La nouvelle offre ANNA (suivi adaptatif à bas seuil) de santé24 apporte de l’aide après un séjour stationnaire pour troubles psychiques ou une réadaptation – pour que le retour au quotidien ne soit pas une nouvelle source de stress. Car la période qui suit la sortie est particulièrement sensible: on quitte le cadre protégé de la clinique pour se retrouver brusquement confronté de nouveau aux contraintes du quotidien.
C’est pourquoi, pendant six mois, des entretiens réguliers sont menés par téléphone ou par visioconférence. Une fois la période de transition surmontée, un entretien final est l’occasion de réfléchir aux acquis de l’expérience.
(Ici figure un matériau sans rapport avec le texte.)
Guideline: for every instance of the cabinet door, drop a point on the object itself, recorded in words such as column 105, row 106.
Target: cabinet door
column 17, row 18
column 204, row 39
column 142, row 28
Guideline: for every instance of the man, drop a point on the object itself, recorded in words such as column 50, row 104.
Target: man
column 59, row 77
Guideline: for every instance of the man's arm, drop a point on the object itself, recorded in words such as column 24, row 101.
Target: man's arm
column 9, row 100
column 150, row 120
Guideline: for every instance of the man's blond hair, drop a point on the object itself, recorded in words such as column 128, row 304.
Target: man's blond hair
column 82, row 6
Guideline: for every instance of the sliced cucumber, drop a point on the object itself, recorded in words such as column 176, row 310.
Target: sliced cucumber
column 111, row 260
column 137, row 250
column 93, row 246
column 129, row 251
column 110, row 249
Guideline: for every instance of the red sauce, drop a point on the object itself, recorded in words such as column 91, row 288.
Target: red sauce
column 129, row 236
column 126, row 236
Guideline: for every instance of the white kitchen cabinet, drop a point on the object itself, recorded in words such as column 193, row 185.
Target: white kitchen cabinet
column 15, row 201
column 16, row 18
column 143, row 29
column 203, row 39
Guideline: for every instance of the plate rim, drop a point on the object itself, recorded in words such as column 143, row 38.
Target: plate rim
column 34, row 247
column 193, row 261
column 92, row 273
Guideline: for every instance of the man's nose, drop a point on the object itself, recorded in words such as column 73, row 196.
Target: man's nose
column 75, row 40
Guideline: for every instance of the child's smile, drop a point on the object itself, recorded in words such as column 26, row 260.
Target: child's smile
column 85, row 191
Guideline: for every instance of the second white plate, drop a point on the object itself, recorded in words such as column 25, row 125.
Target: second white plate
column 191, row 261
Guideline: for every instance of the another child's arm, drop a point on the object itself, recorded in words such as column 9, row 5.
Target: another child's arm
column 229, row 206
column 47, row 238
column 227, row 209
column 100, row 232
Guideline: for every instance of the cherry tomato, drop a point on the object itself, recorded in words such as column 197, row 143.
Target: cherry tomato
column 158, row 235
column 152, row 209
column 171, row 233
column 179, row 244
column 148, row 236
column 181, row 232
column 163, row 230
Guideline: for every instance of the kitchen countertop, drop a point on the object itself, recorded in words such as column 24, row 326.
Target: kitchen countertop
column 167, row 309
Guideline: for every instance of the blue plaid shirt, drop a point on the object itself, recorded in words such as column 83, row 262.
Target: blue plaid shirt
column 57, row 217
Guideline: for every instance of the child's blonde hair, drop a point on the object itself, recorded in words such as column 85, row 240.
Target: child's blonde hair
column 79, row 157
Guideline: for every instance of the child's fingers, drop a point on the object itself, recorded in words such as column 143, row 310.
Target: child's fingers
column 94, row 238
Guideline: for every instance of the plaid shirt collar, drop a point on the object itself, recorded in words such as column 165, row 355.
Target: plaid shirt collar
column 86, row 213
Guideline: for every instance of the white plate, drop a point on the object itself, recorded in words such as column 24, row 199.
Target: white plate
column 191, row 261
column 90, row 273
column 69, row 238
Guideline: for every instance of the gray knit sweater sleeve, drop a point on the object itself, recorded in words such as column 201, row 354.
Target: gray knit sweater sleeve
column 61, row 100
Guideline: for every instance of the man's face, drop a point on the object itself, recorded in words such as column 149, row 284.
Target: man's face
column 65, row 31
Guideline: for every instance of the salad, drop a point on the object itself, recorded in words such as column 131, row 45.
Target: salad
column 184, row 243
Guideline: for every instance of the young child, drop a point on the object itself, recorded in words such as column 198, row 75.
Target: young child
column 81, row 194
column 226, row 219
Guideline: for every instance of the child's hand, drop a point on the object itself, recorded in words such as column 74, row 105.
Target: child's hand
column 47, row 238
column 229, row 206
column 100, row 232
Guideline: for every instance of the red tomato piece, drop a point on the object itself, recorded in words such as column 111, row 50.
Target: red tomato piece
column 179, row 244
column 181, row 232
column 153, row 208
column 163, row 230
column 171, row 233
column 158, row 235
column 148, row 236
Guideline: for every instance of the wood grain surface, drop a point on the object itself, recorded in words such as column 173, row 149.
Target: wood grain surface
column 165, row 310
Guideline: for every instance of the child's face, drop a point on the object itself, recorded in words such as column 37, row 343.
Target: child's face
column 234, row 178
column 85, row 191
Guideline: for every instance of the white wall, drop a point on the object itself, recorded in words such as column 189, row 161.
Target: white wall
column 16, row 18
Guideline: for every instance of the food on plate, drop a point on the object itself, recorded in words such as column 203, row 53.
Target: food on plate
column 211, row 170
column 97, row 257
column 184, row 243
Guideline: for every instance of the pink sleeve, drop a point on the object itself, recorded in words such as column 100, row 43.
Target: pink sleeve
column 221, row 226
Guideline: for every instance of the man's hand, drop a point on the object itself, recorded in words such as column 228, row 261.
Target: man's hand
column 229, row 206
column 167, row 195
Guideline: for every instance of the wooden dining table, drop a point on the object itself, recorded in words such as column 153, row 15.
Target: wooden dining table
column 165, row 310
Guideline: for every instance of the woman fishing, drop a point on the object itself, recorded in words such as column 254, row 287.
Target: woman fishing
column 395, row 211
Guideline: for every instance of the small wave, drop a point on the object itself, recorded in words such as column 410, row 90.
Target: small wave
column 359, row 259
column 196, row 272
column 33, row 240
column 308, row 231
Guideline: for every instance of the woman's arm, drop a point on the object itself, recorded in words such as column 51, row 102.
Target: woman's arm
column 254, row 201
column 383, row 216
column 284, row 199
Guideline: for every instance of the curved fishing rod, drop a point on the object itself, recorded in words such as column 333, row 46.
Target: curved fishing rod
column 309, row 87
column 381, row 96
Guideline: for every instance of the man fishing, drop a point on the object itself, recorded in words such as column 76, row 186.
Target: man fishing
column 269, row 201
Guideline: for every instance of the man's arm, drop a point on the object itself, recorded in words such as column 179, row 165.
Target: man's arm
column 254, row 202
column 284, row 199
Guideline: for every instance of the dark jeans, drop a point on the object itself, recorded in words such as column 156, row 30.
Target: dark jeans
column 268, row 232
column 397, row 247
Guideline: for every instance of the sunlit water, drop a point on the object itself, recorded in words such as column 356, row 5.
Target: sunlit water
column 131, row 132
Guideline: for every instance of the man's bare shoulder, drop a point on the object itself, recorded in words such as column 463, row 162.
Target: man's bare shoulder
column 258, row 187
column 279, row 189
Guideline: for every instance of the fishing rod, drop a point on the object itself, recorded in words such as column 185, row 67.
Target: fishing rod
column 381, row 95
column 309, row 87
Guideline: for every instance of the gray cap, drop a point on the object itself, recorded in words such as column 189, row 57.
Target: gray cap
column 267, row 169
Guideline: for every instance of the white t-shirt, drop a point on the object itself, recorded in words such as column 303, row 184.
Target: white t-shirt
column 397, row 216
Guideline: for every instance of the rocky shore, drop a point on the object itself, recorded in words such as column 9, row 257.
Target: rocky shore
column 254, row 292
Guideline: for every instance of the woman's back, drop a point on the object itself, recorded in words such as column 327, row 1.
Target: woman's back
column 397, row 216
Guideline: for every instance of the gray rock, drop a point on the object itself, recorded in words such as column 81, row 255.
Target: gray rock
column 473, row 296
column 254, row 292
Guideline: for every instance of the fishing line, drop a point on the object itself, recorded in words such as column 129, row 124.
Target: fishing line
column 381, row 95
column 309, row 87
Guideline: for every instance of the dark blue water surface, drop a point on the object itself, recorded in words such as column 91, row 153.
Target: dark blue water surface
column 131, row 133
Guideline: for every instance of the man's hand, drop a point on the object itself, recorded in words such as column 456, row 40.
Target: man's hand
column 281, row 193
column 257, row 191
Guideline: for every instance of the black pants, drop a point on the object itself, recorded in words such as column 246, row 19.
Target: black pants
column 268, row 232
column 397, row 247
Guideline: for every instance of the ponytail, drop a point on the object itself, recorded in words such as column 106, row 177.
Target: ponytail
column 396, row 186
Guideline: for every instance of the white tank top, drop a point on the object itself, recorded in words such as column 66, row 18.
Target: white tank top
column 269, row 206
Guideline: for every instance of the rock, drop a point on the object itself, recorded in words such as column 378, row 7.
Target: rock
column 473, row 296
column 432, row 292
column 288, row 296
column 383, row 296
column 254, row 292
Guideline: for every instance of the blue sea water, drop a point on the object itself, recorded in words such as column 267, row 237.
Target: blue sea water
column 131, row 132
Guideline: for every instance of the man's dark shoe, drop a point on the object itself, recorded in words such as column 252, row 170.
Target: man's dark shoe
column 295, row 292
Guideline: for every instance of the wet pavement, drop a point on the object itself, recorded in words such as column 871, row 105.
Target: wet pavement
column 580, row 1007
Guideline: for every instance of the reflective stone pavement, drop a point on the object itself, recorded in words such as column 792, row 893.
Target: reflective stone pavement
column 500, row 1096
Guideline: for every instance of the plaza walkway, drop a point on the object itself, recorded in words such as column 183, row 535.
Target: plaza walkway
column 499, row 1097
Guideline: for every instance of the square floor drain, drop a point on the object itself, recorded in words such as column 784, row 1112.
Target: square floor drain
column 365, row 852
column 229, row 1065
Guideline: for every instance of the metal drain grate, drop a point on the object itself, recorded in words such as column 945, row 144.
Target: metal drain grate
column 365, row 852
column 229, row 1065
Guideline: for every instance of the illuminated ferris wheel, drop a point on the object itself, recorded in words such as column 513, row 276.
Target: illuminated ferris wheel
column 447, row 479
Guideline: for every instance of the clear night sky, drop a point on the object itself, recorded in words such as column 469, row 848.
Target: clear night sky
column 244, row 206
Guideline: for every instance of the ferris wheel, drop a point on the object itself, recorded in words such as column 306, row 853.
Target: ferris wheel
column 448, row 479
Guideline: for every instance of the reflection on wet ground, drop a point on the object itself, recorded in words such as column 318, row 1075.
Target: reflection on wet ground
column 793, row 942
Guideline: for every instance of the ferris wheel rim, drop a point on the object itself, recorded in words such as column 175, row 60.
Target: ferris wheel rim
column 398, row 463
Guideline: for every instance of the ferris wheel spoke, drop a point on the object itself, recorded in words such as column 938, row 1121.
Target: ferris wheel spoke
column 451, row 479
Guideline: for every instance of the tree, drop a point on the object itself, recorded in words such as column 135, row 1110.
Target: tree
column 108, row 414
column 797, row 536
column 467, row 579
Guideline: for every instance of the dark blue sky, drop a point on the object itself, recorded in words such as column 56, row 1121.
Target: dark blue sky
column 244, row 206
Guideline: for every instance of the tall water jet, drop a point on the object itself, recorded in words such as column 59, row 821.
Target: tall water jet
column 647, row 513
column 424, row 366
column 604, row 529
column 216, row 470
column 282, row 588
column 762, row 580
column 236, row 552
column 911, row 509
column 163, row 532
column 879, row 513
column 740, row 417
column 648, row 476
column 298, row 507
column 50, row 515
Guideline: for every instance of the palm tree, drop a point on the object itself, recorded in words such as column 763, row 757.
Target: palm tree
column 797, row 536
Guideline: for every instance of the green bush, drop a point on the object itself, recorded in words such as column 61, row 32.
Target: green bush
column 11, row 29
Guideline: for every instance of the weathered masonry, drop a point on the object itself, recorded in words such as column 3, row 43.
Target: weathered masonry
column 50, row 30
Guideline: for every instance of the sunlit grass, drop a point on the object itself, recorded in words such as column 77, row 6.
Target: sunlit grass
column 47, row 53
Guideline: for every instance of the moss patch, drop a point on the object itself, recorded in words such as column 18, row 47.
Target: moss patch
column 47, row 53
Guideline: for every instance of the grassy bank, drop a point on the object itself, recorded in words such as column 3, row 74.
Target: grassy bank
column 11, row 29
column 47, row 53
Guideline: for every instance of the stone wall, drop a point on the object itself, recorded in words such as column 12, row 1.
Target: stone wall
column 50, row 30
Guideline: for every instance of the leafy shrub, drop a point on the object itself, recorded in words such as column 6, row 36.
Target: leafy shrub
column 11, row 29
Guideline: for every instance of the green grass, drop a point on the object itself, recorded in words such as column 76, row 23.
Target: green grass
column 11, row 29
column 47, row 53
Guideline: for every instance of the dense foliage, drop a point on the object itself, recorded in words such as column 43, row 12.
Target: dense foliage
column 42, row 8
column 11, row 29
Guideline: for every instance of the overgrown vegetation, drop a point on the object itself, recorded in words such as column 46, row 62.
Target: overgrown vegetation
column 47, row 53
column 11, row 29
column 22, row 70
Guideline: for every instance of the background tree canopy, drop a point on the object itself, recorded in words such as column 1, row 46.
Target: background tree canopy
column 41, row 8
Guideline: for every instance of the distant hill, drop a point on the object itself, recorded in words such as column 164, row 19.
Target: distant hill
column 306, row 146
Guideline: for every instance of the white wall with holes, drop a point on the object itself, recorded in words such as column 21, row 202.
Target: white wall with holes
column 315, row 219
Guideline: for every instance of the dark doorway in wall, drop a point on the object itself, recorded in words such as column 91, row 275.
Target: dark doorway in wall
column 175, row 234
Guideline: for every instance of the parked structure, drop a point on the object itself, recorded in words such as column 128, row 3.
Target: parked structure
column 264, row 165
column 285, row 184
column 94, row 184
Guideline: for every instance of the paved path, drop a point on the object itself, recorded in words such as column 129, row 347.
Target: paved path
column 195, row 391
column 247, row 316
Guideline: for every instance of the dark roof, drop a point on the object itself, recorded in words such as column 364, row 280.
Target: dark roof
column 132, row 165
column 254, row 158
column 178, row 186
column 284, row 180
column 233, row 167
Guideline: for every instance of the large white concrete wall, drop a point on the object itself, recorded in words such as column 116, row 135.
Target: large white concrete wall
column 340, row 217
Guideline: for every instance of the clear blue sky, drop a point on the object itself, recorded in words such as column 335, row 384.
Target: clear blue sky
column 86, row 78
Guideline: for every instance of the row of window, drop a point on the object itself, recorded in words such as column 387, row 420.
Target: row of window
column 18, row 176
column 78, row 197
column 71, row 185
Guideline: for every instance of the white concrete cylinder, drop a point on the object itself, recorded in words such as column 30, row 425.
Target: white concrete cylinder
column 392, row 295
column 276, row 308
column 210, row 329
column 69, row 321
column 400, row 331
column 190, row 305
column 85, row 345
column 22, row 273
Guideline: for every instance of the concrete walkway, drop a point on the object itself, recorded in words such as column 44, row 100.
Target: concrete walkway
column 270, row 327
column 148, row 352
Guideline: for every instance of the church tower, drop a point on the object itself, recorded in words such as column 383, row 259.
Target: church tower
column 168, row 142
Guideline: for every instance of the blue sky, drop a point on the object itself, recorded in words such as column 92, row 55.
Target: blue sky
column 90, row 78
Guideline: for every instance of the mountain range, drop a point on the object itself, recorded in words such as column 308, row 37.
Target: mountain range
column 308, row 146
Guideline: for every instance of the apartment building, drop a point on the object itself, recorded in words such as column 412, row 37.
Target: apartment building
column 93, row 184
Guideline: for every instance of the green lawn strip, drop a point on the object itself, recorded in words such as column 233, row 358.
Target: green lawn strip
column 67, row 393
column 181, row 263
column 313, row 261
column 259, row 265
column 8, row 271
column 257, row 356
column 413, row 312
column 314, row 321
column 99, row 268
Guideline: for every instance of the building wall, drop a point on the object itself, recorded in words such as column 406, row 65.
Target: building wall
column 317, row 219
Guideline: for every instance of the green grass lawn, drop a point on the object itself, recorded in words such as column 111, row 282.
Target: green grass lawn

Au bout de trois mois, Sabrina B. veut reprendre son activité professionnelle. Mais c’est difficile. Lorsque sa mère est réhospitalisée, elle réalise que sa reprise a été trop précoce. Sa care manager, Heike Maurer, accompagne alors Sabrina B. dans ses réflexions: est-elle encore capable de reprendre le travail? Ne devrait-elle pas demander une rente d’invalidité (AI)?
Elle décide de ne pas le faire, réduit son taux d’occupation pendant neuf mois et s’inscrit auprès d’un cabinet de psychologues qui, après trois mois d’attente, a enfin une place disponible. Mais elle ne se sent pas bien dans cette structure et recontacte santé24. Finalement, c’est Eliane Zangger qui reprend son suivi psychothérapeutique.
Deux ans plus tard, Sabrina B. a compris qu’il fallait du temps pour sortir d’une dépression d’épuisement, et aussi qu’elle ne pourrait jamais reprendre complètement son rythme d’avant: «J’ai besoin de plus de pauses, d’un peu de détente.» Elle est reconnaissante envers les parents d’élèves et ses collègues, qui ont fait preuve d’une grande compréhension face à sa situation.
L’attitude ouverte quant à son état lui a épargné une source de stress supplémentaire. Le soutien psychothérapeutique dispensé par la consultation de psychologie-psychiatrie de santé24 l’a aidée à surmonter ses défis et lui a appris à prendre soin d’elle.
Entre-temps, ses parents ont quitté leur logement et trouvé une place en maison de retraite. «Ils sont heureux», se réjouit Sabrina B. Elle retravaille à son taux d’occupation antérieur et a conscience du long chemin qu’elle a dû parcourir pour enfin, après plus de deux ans, regagner confiance en elle-même et en ses capacités.